String View Conversion for Function Arguments

ISO/IEC JTC1 SC22 WG21 P0994R0

ADAM David Alan Martin  (adam@recursive.engineer)
                        (adam.recursive.engineer@gmail.com)
                        (adam.martin@mongodb.com)
Jason Carey             (jason.carey@mongodb.com)

Abstract

Code wishing to call a function with a std::string_view parameter is unable to do so presently with a type that has a user-defined conversion to std::string or const char *. This was discussed in EWG at Jacksonville during a session discussing pain points in modern C++. (P0922r0) I (ADAM Martin) proposed that this is an easy to solve problem with current C++ library design techniques, and it does not require any new features be added to the language. This paper codifies that proposal.

We propose adding a new implicit conversion constructor to std::basic_string_view< CharT > which facilitates user defined conversions from any type to std::basic_string< CharT >, const CharT *, and const std::basic_string< CharT > &. This constructor will be invoked as an implicit conversion construction of std::basic_string_view< CharT >, adapting to any user defined object with a user defined "classical" string conversion operator. This constructor also includes a facility to extend the lifetime of any ephemeral std::basic_string< CharT > object created in the process of adapting a std::basic_string_view< CharT >, in a manner similar to builtin lifetime extension.

Proposal

We propose to add a new constructor to the std::basic_string_view family which solves this problem. This constructor must be an implicit constructor which is templatized and controlled with std::enable_if.

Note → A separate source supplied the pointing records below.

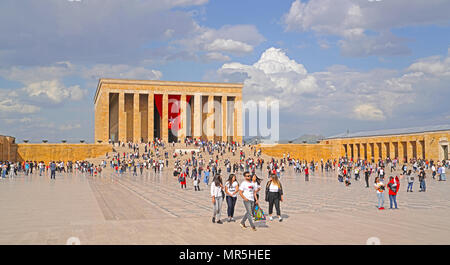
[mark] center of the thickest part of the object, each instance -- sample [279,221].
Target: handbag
[258,213]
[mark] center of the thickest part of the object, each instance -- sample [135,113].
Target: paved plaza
[152,209]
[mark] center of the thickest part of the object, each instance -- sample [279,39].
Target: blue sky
[332,65]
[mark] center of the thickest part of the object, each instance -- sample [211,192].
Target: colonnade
[403,148]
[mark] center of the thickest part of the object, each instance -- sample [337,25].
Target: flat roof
[385,132]
[237,86]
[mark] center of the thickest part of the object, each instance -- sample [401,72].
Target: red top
[183,178]
[391,192]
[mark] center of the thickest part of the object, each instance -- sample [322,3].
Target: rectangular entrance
[114,117]
[157,116]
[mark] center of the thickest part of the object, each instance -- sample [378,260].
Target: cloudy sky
[334,65]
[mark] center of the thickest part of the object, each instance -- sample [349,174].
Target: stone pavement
[153,209]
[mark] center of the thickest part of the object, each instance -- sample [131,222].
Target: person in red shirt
[394,185]
[183,179]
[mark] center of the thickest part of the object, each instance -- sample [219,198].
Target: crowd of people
[211,162]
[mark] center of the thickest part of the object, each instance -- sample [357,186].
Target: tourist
[379,187]
[257,182]
[182,179]
[247,190]
[410,180]
[393,188]
[196,183]
[442,173]
[274,195]
[52,170]
[423,186]
[217,198]
[231,190]
[366,176]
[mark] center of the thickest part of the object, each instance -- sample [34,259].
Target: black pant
[274,199]
[231,202]
[254,205]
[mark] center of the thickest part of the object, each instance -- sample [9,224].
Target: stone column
[387,150]
[238,119]
[136,119]
[150,116]
[165,118]
[409,149]
[183,118]
[419,149]
[377,151]
[210,118]
[370,148]
[224,118]
[197,122]
[122,118]
[401,155]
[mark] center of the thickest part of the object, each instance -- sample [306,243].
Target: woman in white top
[217,198]
[274,194]
[257,182]
[231,190]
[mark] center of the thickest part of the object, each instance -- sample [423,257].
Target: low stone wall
[60,152]
[299,151]
[7,148]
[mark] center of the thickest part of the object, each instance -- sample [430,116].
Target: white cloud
[352,20]
[68,127]
[54,90]
[228,45]
[433,65]
[217,56]
[368,112]
[233,39]
[274,61]
[339,92]
[11,106]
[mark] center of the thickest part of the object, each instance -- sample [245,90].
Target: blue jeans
[410,186]
[380,199]
[423,186]
[393,199]
[248,213]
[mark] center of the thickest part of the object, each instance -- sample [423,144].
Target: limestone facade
[60,152]
[129,110]
[8,148]
[10,151]
[426,145]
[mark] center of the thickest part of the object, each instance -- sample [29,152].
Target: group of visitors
[248,191]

This constructor uses a technique similar to the "forwarding constructor" technique used in C++17's std::optional< T > conversion constructors. Essentially the technique uses an implicit conversion constructor which is controlled by an std::enable_if gate which prevents the instantiation of the function in certain circumstances. In the case of std::optional< T >, there exists a ctor, template< typename U, ... > optional< T >::optional( U &&u ). The elided code in elipses is a std::enable_if expression which, as described earlier, prevents the consideration of this ctor when the specified U type is not implicitly convertible to T.

For the case of the constructor we propose adding to std::basic_string_view< CharT >, it should have a similar enable_if constructor, template< typename CharT > template< typename U, ... > basic_string_view< CharT >::basic_string_view( U &&u ) which is considered only when the type U is convertible to one of the "classical" string types -- std::string, const char *, const std::string &.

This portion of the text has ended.